When I started out using scratchboard, it was in a fairly traditional way, that is, scraping away a black ink coating to gradually reveal the white parts of an image. However, it was hard for me to visualize things as having dimension revealed by light and shadow – which is rather critical when you are working from dark to light, compared to building up your dark areas gradually, as you do in a lot of other media.
Thanks to a former classmate's advice, I soon started using white (un-inked) scratchboard. This allowed me to work as one would with any kind of traditional drawing surface, in other words, drawing the image portion with black ink, building up the dark areas, and scratching away only the little imperfections to make a very clean and graphic silhouette.
How did your work then evolve into a mostly computer-based process?
Around 1987, I began an affiliation with Reactor Art & Design Limited, in Toronto, who represented illustration talent as well as provided design services to their clients. One of the Reactor partners, Louis Fishauf was not only a great designer, art director, and illustrator in his own right, but was also a visionary with regard to computer graphics.

A series of posters for a summer music festival © Jean Tuttle
He is one of the first designers I am aware of that you could say "fell in love" with working with computers. He saw both the enormous potential of using computers and very quickly integrated them into his studio. One day he said to me, "Just imagine if you could make a point so sharp and perfect, or a line that was absolutely smooth ..." and proceeded to describe what you could do with straight lines and bezier curves in the postscript-based drawing program Adobe Illustrator.

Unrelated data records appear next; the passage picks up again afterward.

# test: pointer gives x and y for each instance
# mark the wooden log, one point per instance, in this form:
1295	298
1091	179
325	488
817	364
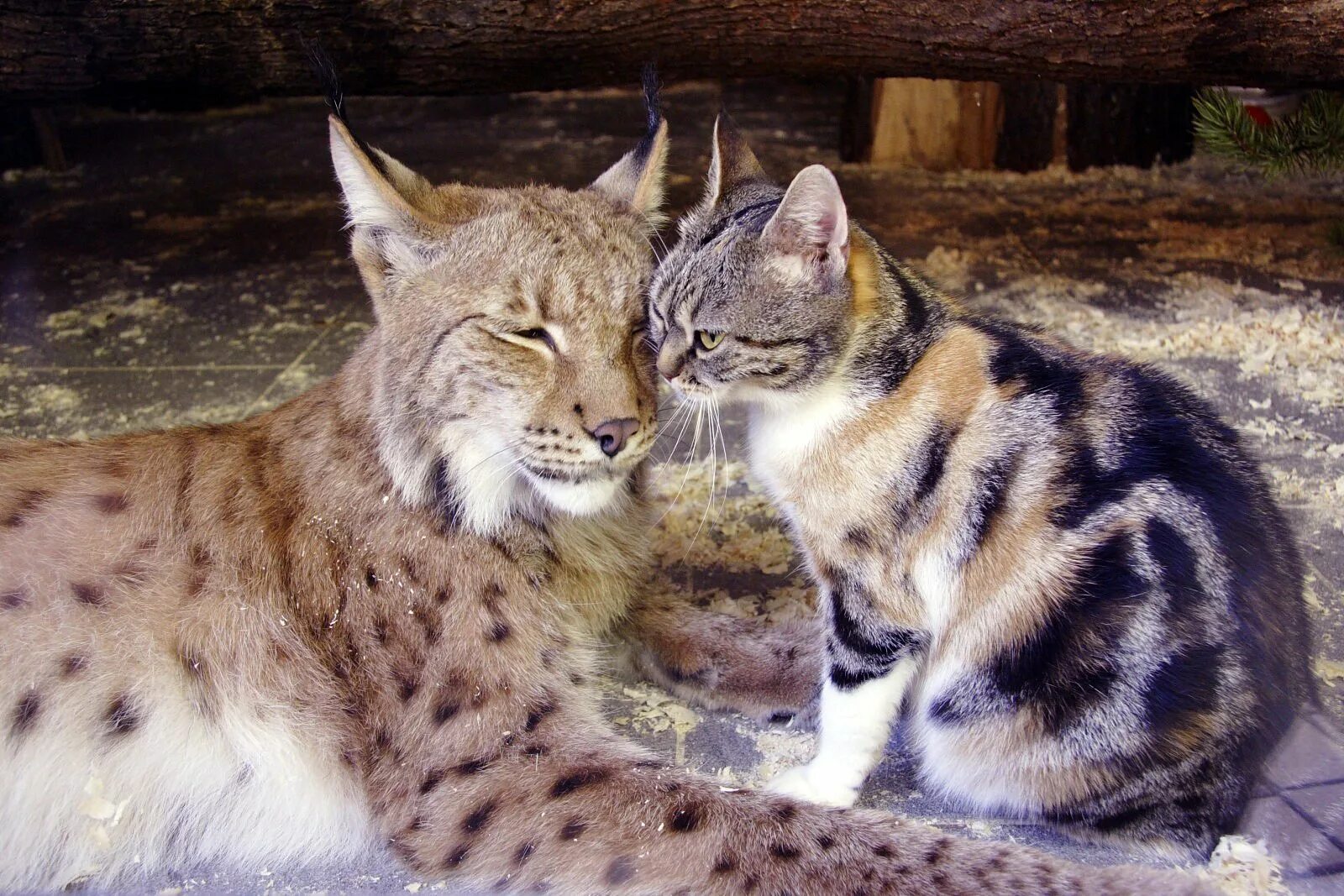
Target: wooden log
170	51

Since my scratchboard drawings took a lot of time to draw and to color (via amberlith overlays), and because I cared a lot about achieving a precise and clean look, this idea was extremely appealing to me. Enough so that in 1989 I invested in my first Macintosh workstation, and since that time have used the Mac and Adobe Illustrator exclusively to create my artwork.
How did the switch to computers change your approach or design process?
At first it did not change much at all. Prior to switching to the computer, I approached assignments as essentially design problems which needed to be solved, that is by looking at how the elements within the piece are drawn, stylized, positioned, colored, etc. This was in comparison to a more organic or "painterly" approach to making an image.
So that didn't change. Plus, when I drew on scratchboard, the images were created with straight edges and French curves, instead of with gestural strokes or lines. The computer allowed me to do essentially the same thing, only via vector-based drawing software.